Data::All is based on a few abstracted concepts. The line is a record and a group of records is a collection. This allows a common record storing concept to be used across any number of data sources (delimited file, XML over a socket, a database table, etc...).

Supported formats: delimited and fixed (for filesystem types) Supported sources: local filesystem, database, socket (not heavily tested).

Similar to AnyData, but more suited towards converting data types from and to various sources rather than reading data and playing with it. It is like an extension to IO::All which gives you access to data sources; Data::All gives you access to data.

Conversion now happens record by record by default. You can set this explicitly by sending atomic => 1 or 0 [default] through to new() or convert().

Data::All is a Spiffy module so you should be able to subclass Data::All or any of the Data::All::* classes to suite your own needs. It was written with Spiffy 0.15 but should work with later versions (depending on Spiffy's version to version compatibility!).

TODO LIST

Current major development areas are the interface and format stability. Upcoming development are breadth of features (more formats, more sources, ease of use, reliable subclassing, documentation/tests, and speed).

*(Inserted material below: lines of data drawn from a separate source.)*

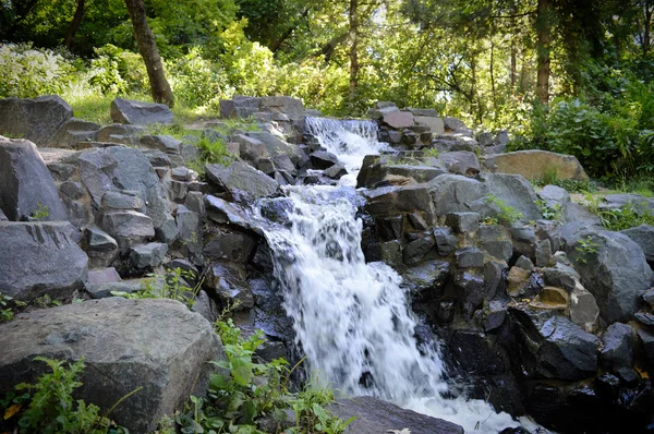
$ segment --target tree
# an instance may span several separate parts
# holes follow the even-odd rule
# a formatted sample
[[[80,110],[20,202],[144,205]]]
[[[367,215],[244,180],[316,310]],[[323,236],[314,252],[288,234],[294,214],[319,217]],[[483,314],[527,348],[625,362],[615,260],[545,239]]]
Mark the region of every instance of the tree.
[[[147,69],[153,99],[155,103],[164,103],[168,107],[172,107],[174,105],[172,89],[168,80],[166,80],[161,57],[155,43],[155,35],[147,25],[145,4],[143,0],[125,0],[125,5],[134,26],[134,36],[138,45],[138,51]]]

Misc: TODO:Allow a buffer to give some flexibility between record by record and atomic processing. TODO:Add ability to create temporary files TODO:Allow handling record fields with arrayrefs for anon / non-hash access TODO:Default values for fields (avoid undef db errors) TODO:Allow modifying data in memory and saving it back to a file TODO:Consider using a standard internal structure, so every source is converted into this structure (hash, Stone?) TODO:Add SQL as a readable input and output TODO:Expose format functions to Data::All users so simple single record conversion can be thoroughly utilized.

STABILITY

This module is currently undergoing rapid development and there is much left to do. It is still in the alpha stage, so it is definitely not recommended for production use. In particular the interface(s) have changed and may change again. I have personally been tested it on Solaris 8 (SPARC64) and FreeBSD 4.9 (i386). Because of the way Data::All::IO::Plain and Data::All::IO::FTP treat filepaths, Data::All will have problems on non-*nix platforms. I will eventually get around to making Data::All platform independant, but other features take priority. You're welcome to write a patch and send it to me though :]

KNOWN BUGS

- The record separator does not currently work properly as it is hardcoded to be newline (for delimited and fixed formats). - The examples/* aren't always 100% in sync with the latest changes to Data::All. - If the first column is empty, it may screw up Data::All::Format::Delim (it will return undef for that column and the remaining columns with shift left)

SEE ALSO

IO::All, AnyData, Spiffy

AUTHOR

Delano Mandelbaum, <horrible<AT>murderer.ca>

COPYRIGHT AND LICENSE

Copyright (C) 2004 by Delano Mandelbaum

This library is free software; you can redistribute it and/or modify it under the same terms as Perl itself, either Perl version 5.8.3 or, at your option, any later version of Perl 5 you may have available.